MOST's Results

Measurable Success

Time and time again, MOST parents tell us that they are overwhelmingly pleased with the school they have been able to choose for their child, with the help of a MOST scholarship.  In a 2009 survey of MOST parents, we learned why they are happy with the schools and with the impact the schools have on their scholarship students: because of their love of learning and of school, because of their choice of friends, because of their moral development, and because of their ability to reach their potential as scholars, athletes, artists and community servants.

As for student achievement, the efficacy of these types of scholarship programs is notoriously difficult to measure, particularly in the case of a relatively small program like MOST.  While we do conduct evaluations of our program, the results have been mostly inconclusive thus far because of small sample sizes and the difficulty of comparing achievement as measured by many different tests.  However what we found in an evaluation of the 2002-2003 school year was that MOST students are exceeding the academic achievement of Memphis City School students.  The study of the 2006-2007 school year showed that the group of low-income MOST students tested comparably to national averages, with several instances of percentile rankings above the national average.

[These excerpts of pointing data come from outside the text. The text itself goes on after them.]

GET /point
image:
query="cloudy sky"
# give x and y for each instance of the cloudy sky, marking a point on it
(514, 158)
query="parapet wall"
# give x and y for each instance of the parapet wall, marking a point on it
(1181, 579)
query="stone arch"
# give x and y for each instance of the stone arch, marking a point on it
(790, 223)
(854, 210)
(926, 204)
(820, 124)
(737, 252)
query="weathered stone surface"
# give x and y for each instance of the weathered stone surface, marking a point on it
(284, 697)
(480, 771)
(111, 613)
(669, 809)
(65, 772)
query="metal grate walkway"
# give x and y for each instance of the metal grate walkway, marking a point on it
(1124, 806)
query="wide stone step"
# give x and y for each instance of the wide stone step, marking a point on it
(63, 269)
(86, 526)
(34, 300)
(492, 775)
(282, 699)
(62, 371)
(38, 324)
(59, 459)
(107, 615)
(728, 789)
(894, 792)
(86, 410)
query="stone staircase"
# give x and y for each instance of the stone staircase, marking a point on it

Results of Scholarship Programs Nationally

A report entitled A Win-Win Solution: The Empirical Evidence on School Vouchers, out in March 2011 by The Foundation for Educational Choice, says that the ten “gold standard” studies that have been conducted on voucher programs provide empirical evidence consistently showing vouchers improving outcomes for both participants and public schools.

Programs in Charlotte, Newark, and San Francisco similarly show scholarship students performing as well or better than national averages, a remarkable feat considering that recipients all come from economically disadvantaged backgrounds, which typically results in lower levels of academic achievement. Another study of the school choice program within the Charlotte-Mecklenburg School System demonstrates the value of parental choice -- low-income students in Charlotte who won a school-choice lottery were more likely to graduate from high school, attend a four-year college, and earn a bachelor’s degree than their peers who didn’t benefit from school choice, according to a study from the National Bureau of Economic Research.

Additionally, a study released in 2010 showed large academic gains among low-income children attending low-poverty public schools in Raleigh, North Carolina.  MOST believes strongly in economic diversity in our schools, and that the MOST program allows more low-income students to have access to schools with a diverse socio-economic student body.